Из таких воспоминаний и сплетался фольклор нашей семьи. Эти простые бытовые истории, услышанные от родителей, бабушек и дедушек, становились для моего поколения первыми и порой единственными источниками, которые утоляли наше детское любопытство, а позднее пробуждали уже взрослые вопросы: кто же мы? Действительно ли мы не такие, как все остальные? За что нас ненавидят? И если не здесь, то где наш дом?
Твой, папа, раздел в семейном фольклоре застрял у тебя в горле, как горький кусок, который ни выплюнуть, ни проглотить ты не мог всю свою жизнь. После еды ты обычно сгребал возле себя на столе оставшиеся крошки и забрасывал их в рот. Так и я — из твоих немногочисленных фотографий, обрывков разговоров, случайных воспоминаний, услышанных от мамы, родных или малознакомых людей, слепил за годы картину твоего бытия, твоей юдоли, а теперь пришло время вглядеться в нее. Это ведь старая истина, что в зеркале прошлого видно настоящее, а сын — это звено между поколениями в семейной цепочке.

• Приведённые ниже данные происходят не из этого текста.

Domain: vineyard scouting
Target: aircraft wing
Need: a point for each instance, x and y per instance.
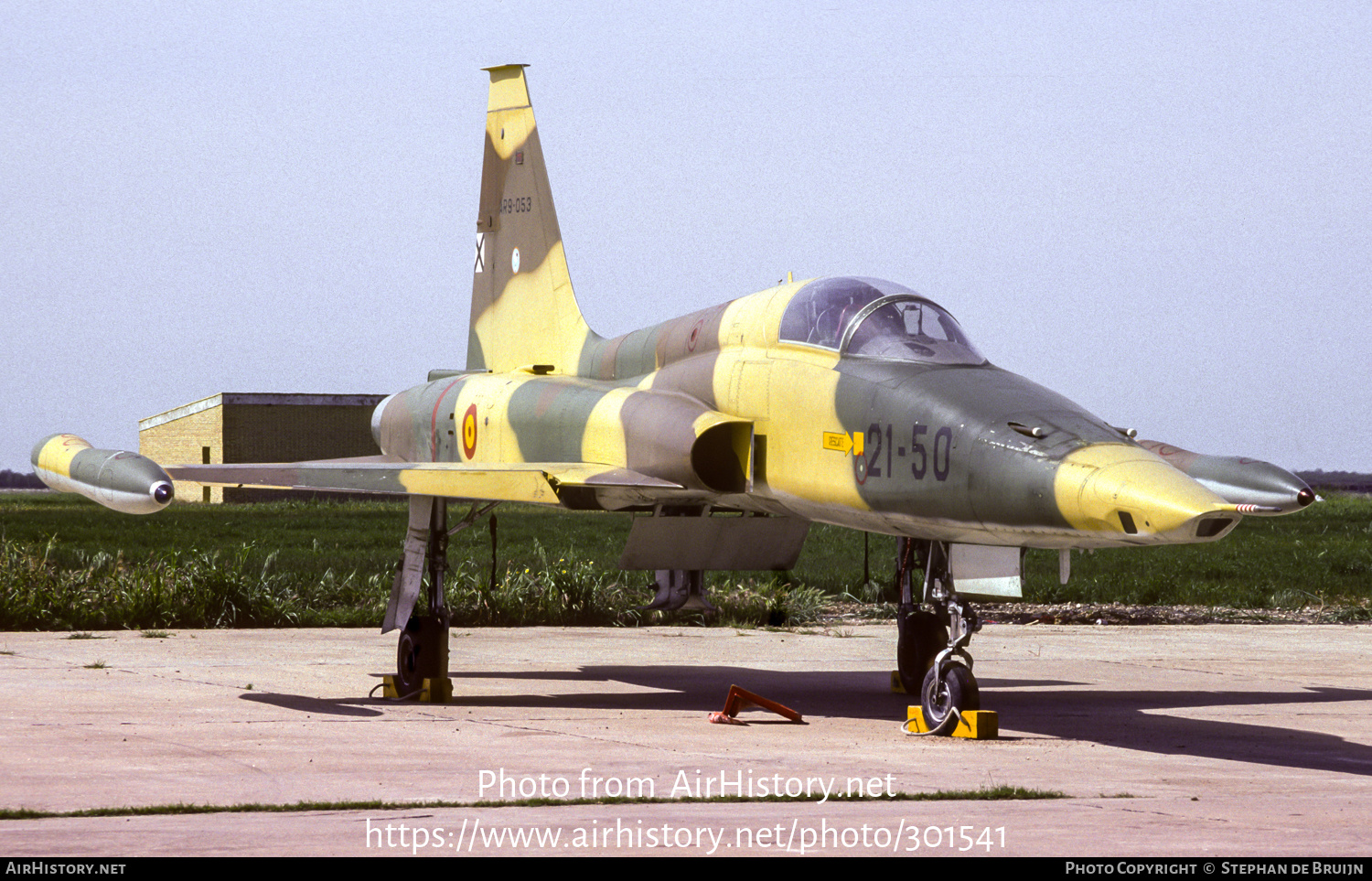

Специально ты никогда меня ничему не учил: не учил читать и писать еще до того, как я пошел в школу, поскольку это обязаны уметь все «нормальные дети» в моем возрасте; не сидел возле меня часами и не трепал себе нервы, чтобы я наконец повторил все нудные упражнения на скрипке; не таскался в холод и дождь на другой край города к подруге, имевшей такую роскошь, как пианино, чтобы я «немного поиграл на инструменте»; не разжевывал запутанные арифметические задачки, которые так плохо лезли мне в голову, и так далее, и так далее — все это делала мама. А раз ты меня не учил, так я сам постоянно учился у тебя: я хотел иметь такой же красивый бисерный почерк, как у тебя; хотел уметь все в доме чинить и мастерить во дворе всякую всячину при помощи молотка, пилы и рубанка; хотел научиться фотографировать, как ты; и даже подражал тому, как ты моешься по утрам — надув щеки, ты нес от крана к лицу заполненное водой суденышко из ладоней, а потом отфыркивался, словно кот, и брызги разлетались во все стороны. Я любил стоять в стороне и наблюдать, как ты бреешься своей «трофейной бритвой» — так именовала ее бабушка с какой-то особой гордостью, будто этой бритвой ты зарезал самого главного ее врага, маршала Антонеску. Не знаю, привез ли ты ее и в самом деле с войны, но изготовлена бритва была в Германии. Ты всегда прятал ее от меня, чтобы я, упаси боже, не порезал себе руки. Но я отличался «удачливостью», а потому в конце концов нашел ее и таки порезал себе три пальца сразу. Я даже не почувствовал боли, такой острой была эта бритва, и поднял крик, лишь когда потекла кровь… С тех пор «трофейная бритва» из дома исчезла, и только много лет спустя я случайно узнал, что эту замечательную вещицу с перламутровой рукояткой ты, уложив в деревянную коробку, зарыл в углу нашего двора.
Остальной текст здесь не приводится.